The Court of Appeal dismissed Michael Land's appeal against his conviction on 31 January 1997 at Lewes Crown Court of two counts of possessing indecent photographs of a child with a view to their being distributed or shown contrary to section 1(1)(c) of the Protection of Children Act 1978. He did not appeal against his conviction of seven counts of having an obscene article for publication for gain.
The appellant and his partner ran a mail order business supplying obscene video tapes which depicted homosexual activity. Police raided his premises and found a large quantity of pornographic material, together with video machines and other equipment.
James Wood (Registrar of Criminal Appeals) for the appellant; Peter Walsh (Crown Prosecution Service) for the Crown.
Lord Justice Judge said that the appeal concerned the appellant's conviction for possession of indecent photographs of a child in two video cassettes, in which young adolescent males were depicted in varied and indecent forms of sexual activity. There was no direct evidence about the identity of any of the participants, nor of their ages.
The first ground of appeal was that the judge should have directed the jury that it was not enough, to establish an offence under section 1(1)(c) of the Protection of Children Act 1978, for a defendant to know that he possessed a photograph that was indecent: he had to know that the photograph depicted a person under 16.

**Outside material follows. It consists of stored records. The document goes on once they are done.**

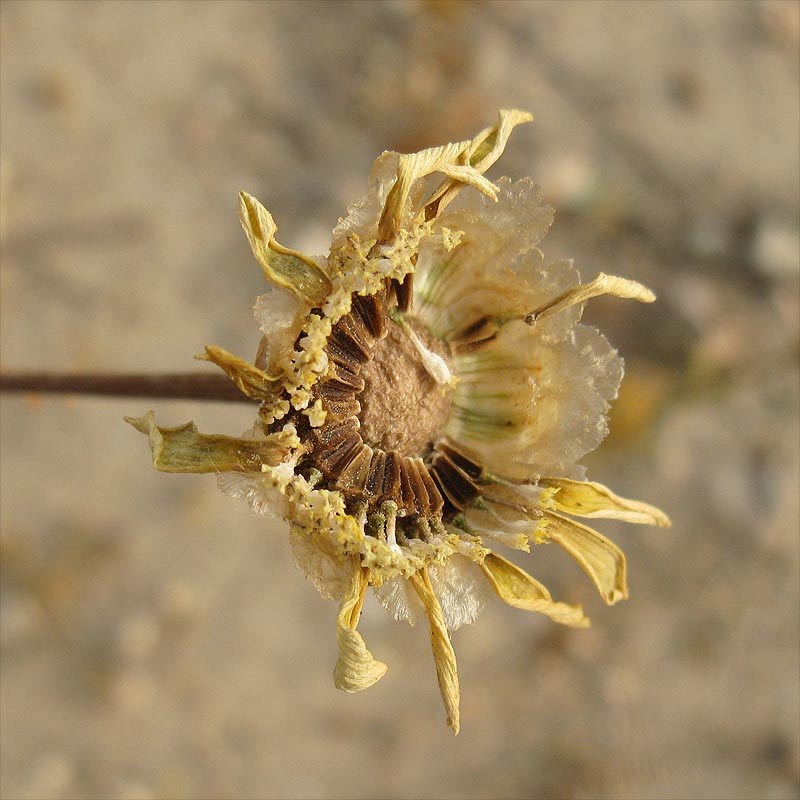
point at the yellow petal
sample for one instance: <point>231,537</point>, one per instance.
<point>462,162</point>
<point>592,500</point>
<point>410,168</point>
<point>251,381</point>
<point>282,266</point>
<point>598,557</point>
<point>183,449</point>
<point>443,654</point>
<point>514,586</point>
<point>356,669</point>
<point>483,151</point>
<point>602,284</point>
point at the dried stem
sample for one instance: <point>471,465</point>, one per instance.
<point>178,386</point>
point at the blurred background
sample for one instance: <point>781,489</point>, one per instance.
<point>157,641</point>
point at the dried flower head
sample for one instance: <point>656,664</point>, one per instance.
<point>426,390</point>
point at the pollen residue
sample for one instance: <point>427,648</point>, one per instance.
<point>402,407</point>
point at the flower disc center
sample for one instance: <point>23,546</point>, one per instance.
<point>402,407</point>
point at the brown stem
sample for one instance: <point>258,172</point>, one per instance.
<point>179,386</point>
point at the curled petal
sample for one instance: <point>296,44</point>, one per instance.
<point>514,586</point>
<point>356,669</point>
<point>598,557</point>
<point>483,151</point>
<point>443,654</point>
<point>410,168</point>
<point>602,284</point>
<point>591,500</point>
<point>183,449</point>
<point>251,381</point>
<point>282,266</point>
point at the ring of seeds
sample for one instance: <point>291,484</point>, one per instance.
<point>374,445</point>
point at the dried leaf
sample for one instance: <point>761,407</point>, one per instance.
<point>183,449</point>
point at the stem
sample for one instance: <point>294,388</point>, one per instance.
<point>177,386</point>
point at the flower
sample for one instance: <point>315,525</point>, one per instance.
<point>426,391</point>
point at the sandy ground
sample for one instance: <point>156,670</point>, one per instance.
<point>157,641</point>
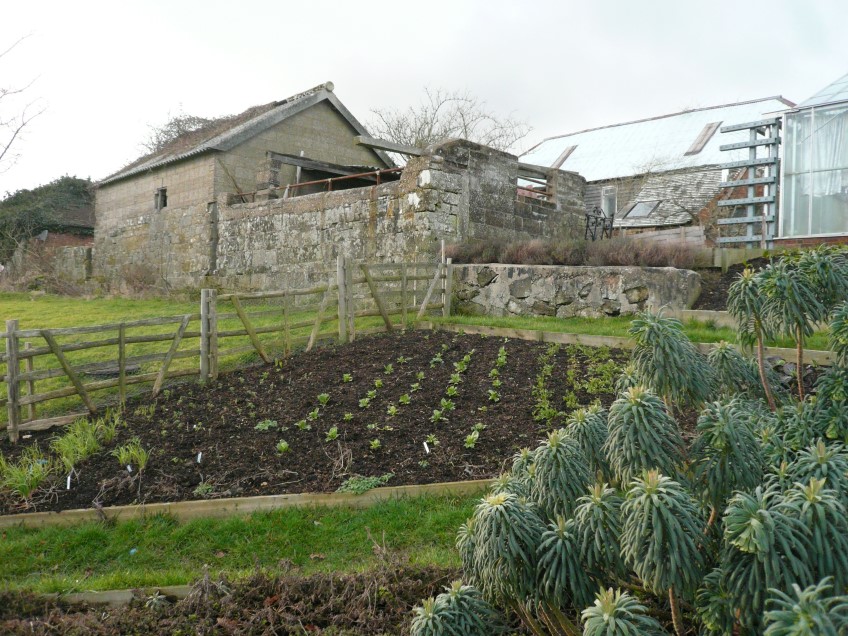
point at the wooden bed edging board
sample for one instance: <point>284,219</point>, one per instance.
<point>810,355</point>
<point>114,598</point>
<point>217,508</point>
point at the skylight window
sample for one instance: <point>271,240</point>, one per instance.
<point>642,209</point>
<point>702,139</point>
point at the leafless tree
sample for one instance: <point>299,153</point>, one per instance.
<point>14,116</point>
<point>176,126</point>
<point>444,115</point>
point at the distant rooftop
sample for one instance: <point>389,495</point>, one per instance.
<point>686,139</point>
<point>830,94</point>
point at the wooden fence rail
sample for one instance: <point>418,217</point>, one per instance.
<point>354,290</point>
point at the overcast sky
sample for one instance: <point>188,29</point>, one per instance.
<point>105,71</point>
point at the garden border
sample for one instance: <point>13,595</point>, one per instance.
<point>219,508</point>
<point>824,358</point>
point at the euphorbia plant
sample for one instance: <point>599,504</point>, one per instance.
<point>792,307</point>
<point>661,538</point>
<point>745,305</point>
<point>642,436</point>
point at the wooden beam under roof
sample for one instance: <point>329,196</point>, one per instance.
<point>383,144</point>
<point>322,166</point>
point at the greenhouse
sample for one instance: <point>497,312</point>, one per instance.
<point>815,167</point>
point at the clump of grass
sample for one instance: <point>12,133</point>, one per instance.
<point>132,454</point>
<point>359,484</point>
<point>79,442</point>
<point>24,477</point>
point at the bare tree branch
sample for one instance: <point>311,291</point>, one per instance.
<point>13,125</point>
<point>444,115</point>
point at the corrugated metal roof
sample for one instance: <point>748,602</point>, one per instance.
<point>832,93</point>
<point>653,145</point>
<point>231,131</point>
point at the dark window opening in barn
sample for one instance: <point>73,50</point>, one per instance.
<point>161,199</point>
<point>642,209</point>
<point>609,200</point>
<point>705,135</point>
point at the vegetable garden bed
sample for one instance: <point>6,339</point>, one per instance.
<point>401,408</point>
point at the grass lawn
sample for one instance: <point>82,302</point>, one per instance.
<point>160,551</point>
<point>59,311</point>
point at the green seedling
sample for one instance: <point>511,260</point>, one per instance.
<point>266,425</point>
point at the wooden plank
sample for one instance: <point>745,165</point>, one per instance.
<point>320,289</point>
<point>751,124</point>
<point>448,288</point>
<point>744,182</point>
<point>95,367</point>
<point>403,294</point>
<point>342,313</point>
<point>72,376</point>
<point>750,144</point>
<point>44,424</point>
<point>105,384</point>
<point>13,389</point>
<point>74,331</point>
<point>374,293</point>
<point>430,291</point>
<point>286,327</point>
<point>746,201</point>
<point>740,239</point>
<point>204,335</point>
<point>222,508</point>
<point>382,144</point>
<point>318,319</point>
<point>122,364</point>
<point>254,339</point>
<point>160,378</point>
<point>745,219</point>
<point>745,163</point>
<point>29,365</point>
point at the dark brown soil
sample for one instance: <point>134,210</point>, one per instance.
<point>714,284</point>
<point>375,602</point>
<point>203,440</point>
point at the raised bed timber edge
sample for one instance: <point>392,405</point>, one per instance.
<point>824,358</point>
<point>216,508</point>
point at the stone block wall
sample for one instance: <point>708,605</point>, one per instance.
<point>563,291</point>
<point>455,192</point>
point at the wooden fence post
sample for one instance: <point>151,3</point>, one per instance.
<point>204,335</point>
<point>351,305</point>
<point>122,364</point>
<point>212,326</point>
<point>403,299</point>
<point>12,384</point>
<point>30,367</point>
<point>447,288</point>
<point>341,283</point>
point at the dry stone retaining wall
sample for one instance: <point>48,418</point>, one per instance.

The object of the 1978 Act was to protect children from exploitation and degradation. There was a statutory defence in section 1(4) which provided a framework protecting from conviction those whose possession of indecent photographs of children was not prurient. The defence was limited to persons who distributed or were either in possession of such material for a legitimate reason, or were ignorant of and had no reason to believe that they were in possession of or distributing indecent material.

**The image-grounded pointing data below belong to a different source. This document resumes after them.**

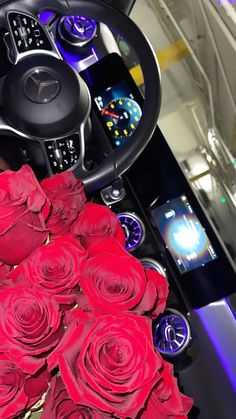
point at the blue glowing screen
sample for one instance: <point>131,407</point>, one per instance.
<point>183,234</point>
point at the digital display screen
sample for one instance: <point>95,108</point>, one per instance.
<point>183,234</point>
<point>119,112</point>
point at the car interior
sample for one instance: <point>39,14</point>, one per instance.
<point>57,52</point>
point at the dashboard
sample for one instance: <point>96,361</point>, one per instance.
<point>164,224</point>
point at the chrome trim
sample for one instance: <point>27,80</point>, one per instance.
<point>146,262</point>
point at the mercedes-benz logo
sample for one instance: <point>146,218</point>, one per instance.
<point>41,86</point>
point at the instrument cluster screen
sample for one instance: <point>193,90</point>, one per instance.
<point>183,234</point>
<point>119,112</point>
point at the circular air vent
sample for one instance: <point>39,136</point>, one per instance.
<point>149,263</point>
<point>133,228</point>
<point>171,333</point>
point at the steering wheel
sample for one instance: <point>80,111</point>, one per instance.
<point>65,108</point>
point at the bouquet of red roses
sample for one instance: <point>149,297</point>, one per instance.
<point>76,310</point>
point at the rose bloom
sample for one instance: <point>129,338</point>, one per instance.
<point>24,208</point>
<point>108,363</point>
<point>67,196</point>
<point>58,405</point>
<point>18,391</point>
<point>4,272</point>
<point>166,401</point>
<point>116,283</point>
<point>97,222</point>
<point>54,268</point>
<point>30,326</point>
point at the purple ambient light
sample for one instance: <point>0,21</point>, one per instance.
<point>171,333</point>
<point>133,228</point>
<point>45,16</point>
<point>77,30</point>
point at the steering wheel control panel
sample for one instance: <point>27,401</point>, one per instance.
<point>63,154</point>
<point>77,30</point>
<point>117,100</point>
<point>27,35</point>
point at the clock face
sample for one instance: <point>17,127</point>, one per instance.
<point>121,117</point>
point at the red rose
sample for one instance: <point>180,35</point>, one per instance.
<point>116,283</point>
<point>30,326</point>
<point>67,196</point>
<point>95,223</point>
<point>54,268</point>
<point>108,363</point>
<point>166,401</point>
<point>4,271</point>
<point>18,391</point>
<point>24,208</point>
<point>59,405</point>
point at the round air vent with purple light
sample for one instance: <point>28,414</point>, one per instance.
<point>171,333</point>
<point>133,228</point>
<point>149,263</point>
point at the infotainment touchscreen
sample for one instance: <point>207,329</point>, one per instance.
<point>183,234</point>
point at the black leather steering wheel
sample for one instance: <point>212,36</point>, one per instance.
<point>121,158</point>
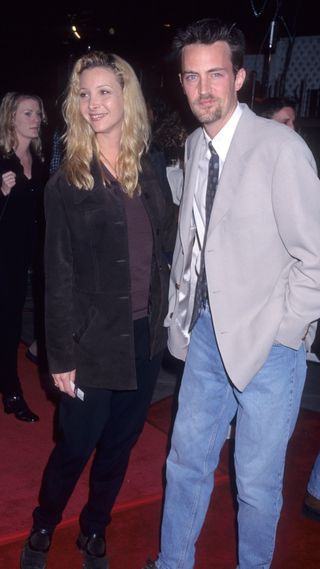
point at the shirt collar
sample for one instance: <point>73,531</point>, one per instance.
<point>221,142</point>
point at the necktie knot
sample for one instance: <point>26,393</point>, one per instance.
<point>212,149</point>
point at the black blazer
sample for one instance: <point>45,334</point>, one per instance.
<point>89,324</point>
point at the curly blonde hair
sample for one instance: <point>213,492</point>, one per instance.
<point>80,141</point>
<point>8,108</point>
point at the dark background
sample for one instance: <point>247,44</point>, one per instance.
<point>38,48</point>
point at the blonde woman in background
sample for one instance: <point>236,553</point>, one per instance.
<point>22,178</point>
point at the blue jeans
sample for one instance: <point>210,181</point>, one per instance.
<point>266,415</point>
<point>314,480</point>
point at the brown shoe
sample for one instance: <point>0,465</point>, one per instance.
<point>311,507</point>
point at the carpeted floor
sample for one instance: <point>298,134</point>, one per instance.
<point>133,535</point>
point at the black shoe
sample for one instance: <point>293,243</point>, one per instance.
<point>17,405</point>
<point>35,552</point>
<point>94,551</point>
<point>311,507</point>
<point>34,359</point>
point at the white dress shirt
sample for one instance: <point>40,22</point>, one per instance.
<point>221,143</point>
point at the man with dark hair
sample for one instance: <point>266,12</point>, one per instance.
<point>245,290</point>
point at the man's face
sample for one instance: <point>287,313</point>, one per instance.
<point>208,80</point>
<point>286,115</point>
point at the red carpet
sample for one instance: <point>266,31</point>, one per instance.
<point>133,534</point>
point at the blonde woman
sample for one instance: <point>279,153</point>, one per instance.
<point>22,180</point>
<point>108,230</point>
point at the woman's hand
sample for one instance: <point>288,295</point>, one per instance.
<point>63,381</point>
<point>8,180</point>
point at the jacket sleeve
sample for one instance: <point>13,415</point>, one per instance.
<point>58,260</point>
<point>296,202</point>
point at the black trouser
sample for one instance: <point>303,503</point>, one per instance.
<point>109,422</point>
<point>13,288</point>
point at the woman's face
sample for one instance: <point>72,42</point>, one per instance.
<point>101,100</point>
<point>27,119</point>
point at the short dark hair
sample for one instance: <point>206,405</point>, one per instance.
<point>208,31</point>
<point>271,105</point>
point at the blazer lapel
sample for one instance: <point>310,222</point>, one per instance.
<point>233,166</point>
<point>191,171</point>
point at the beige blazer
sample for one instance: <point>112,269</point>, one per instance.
<point>262,253</point>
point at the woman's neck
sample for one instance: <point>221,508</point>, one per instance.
<point>109,153</point>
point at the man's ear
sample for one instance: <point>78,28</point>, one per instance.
<point>181,83</point>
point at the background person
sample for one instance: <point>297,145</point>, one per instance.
<point>22,176</point>
<point>280,109</point>
<point>244,288</point>
<point>108,229</point>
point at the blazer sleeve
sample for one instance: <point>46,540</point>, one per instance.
<point>58,260</point>
<point>296,202</point>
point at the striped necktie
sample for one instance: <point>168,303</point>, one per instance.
<point>201,288</point>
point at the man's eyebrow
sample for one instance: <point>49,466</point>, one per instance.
<point>214,69</point>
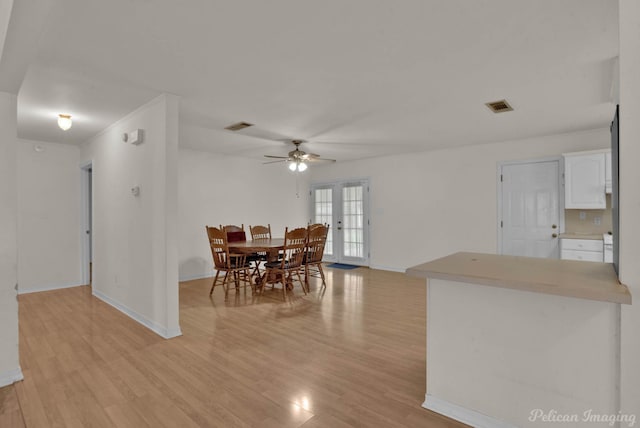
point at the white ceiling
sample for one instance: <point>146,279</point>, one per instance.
<point>356,78</point>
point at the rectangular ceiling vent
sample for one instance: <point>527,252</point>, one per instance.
<point>238,126</point>
<point>499,106</point>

The anxiety expressed by counsel for the individual who did not know that the material depicted someone who was in fact a child was misplaced. A glance would quickly show whether the material was or might be depicting someone who was under 16 and if it was or might be then prosecution would be avoided by destroying or having nothing further to do with it.

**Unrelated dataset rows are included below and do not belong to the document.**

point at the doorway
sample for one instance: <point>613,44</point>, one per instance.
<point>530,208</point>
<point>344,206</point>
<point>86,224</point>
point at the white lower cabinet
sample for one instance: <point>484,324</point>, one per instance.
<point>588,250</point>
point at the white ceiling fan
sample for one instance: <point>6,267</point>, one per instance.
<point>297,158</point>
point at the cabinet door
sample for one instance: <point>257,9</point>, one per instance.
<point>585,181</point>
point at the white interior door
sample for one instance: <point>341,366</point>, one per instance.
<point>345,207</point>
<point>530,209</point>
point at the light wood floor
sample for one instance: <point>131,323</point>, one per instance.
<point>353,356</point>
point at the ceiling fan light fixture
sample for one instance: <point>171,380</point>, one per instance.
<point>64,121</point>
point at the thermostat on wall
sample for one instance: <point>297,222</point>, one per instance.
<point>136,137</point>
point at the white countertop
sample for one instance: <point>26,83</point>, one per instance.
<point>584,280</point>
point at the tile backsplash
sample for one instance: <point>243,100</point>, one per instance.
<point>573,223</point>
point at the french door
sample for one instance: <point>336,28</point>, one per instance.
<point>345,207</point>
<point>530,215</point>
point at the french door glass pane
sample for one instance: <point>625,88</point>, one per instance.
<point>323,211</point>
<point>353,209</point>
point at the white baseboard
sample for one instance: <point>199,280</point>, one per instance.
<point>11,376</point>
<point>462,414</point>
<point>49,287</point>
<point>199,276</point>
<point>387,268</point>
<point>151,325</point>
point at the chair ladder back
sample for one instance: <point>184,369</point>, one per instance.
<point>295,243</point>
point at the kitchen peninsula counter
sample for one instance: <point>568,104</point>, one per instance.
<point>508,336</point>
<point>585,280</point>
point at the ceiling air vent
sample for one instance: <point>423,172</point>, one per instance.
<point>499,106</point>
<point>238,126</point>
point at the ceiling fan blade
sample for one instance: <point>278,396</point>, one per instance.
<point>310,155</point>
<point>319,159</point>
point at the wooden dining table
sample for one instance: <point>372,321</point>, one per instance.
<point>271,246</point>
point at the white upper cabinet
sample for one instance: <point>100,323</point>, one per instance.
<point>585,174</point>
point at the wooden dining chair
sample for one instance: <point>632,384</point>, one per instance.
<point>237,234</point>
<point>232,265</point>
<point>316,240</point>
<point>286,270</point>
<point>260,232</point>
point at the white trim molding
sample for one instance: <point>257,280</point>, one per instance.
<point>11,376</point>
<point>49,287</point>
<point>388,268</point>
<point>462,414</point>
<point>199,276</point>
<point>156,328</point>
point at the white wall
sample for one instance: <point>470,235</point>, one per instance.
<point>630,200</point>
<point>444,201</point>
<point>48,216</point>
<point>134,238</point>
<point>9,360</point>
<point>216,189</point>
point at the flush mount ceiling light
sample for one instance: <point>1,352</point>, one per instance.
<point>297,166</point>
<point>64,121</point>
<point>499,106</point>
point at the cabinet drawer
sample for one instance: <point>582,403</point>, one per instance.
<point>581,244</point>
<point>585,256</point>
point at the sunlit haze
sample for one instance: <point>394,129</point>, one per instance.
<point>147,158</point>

The second ground of appeal was that in the absence of direct evidence of the age of the participants, expert paediatric evidence should have been called to enable the jury to be informed of the variations in the onset of puberty in different adolescent males, particularly with persons of different racial origins.
Section 2(3) of the 1978 Act underlined that the question whether such a person was a child for the purposes of the Act was one of fact, based on inference, without need of formal proof. There was no basis for concluding that in the absence of paediatric or other expert evidence the jury was prevented from concluding that the indecent photograph depicted a boy or girl under the age of 16.
The purpose of expert evidence was to assist the court with information which was outside the normal experience and knowledge of the judge or jury. Perhaps the only certainty which applied to the problem in the present case was that each individual reached puberty in his or her own time. The jury was as well placed as an expert to assess any argument addressed to the question whether the prosecution had established that the person depicted in the photograph was under 16. The appeal would be dismissed.